In exchange he told me a little about his home which he was at pains to make me believe was more impressive than my own. In a way it was because it was so strangely mysterious. Cador was a magnificent house but there were many such houses in England; and according to Digory there were no cottages in the world like Mother Ginny’s.

Digory had a natural eloquence which even a lack of conventional education could not stem. He made me see the room which was like a cavern from another world. Jars and bottles stood on the shelves—all containing some mysterious brew. Drying herbs hung on the rafters; a fire always burned in the grate and it was like no other fire; the flames were blue and red and pictures formed in them. Battles were fought; the Devil himself appeared once with red eyes and a red coat and black horns in his head.

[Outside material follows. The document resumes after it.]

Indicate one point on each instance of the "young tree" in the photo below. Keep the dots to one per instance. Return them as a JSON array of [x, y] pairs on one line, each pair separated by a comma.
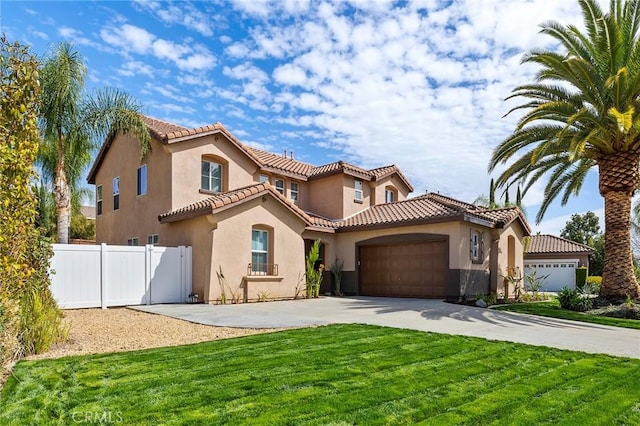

By the fire sat the cat which was no ordinary cat; she had red eyes and when the firelight shone on them they were the colour of the Devil’s eyes, which showed she was one of his creatures. There was a black cauldron on the fire, always bubbling, and in the steam which rose from it spirits danced. Sometimes Digory could see the face of some inhabitant of the neighbourhood; and that meant something important. He was always discovering something fresh. There were two rooms in the cottage—one leading from the other. The one at the back was where he and his grandmother slept—she on the truckle bed with a red cover, and the black cat always slept at the foot of her bed. Digory’s place was on the talfat—a board placed immediately below the ceiling which I was able to visualize because I had seen it in some of the labourers’ cottages. There was a stone-paved yard at the back and in this was an outhouse in which Mother Ginny stored her concoctions—a source of income to her and which could cure anything from a cold in the head to a stone in the kidney. She was very clever; she could get babies for people who wanted them and get rid of them for people who didn’t want them. She was as clever as God.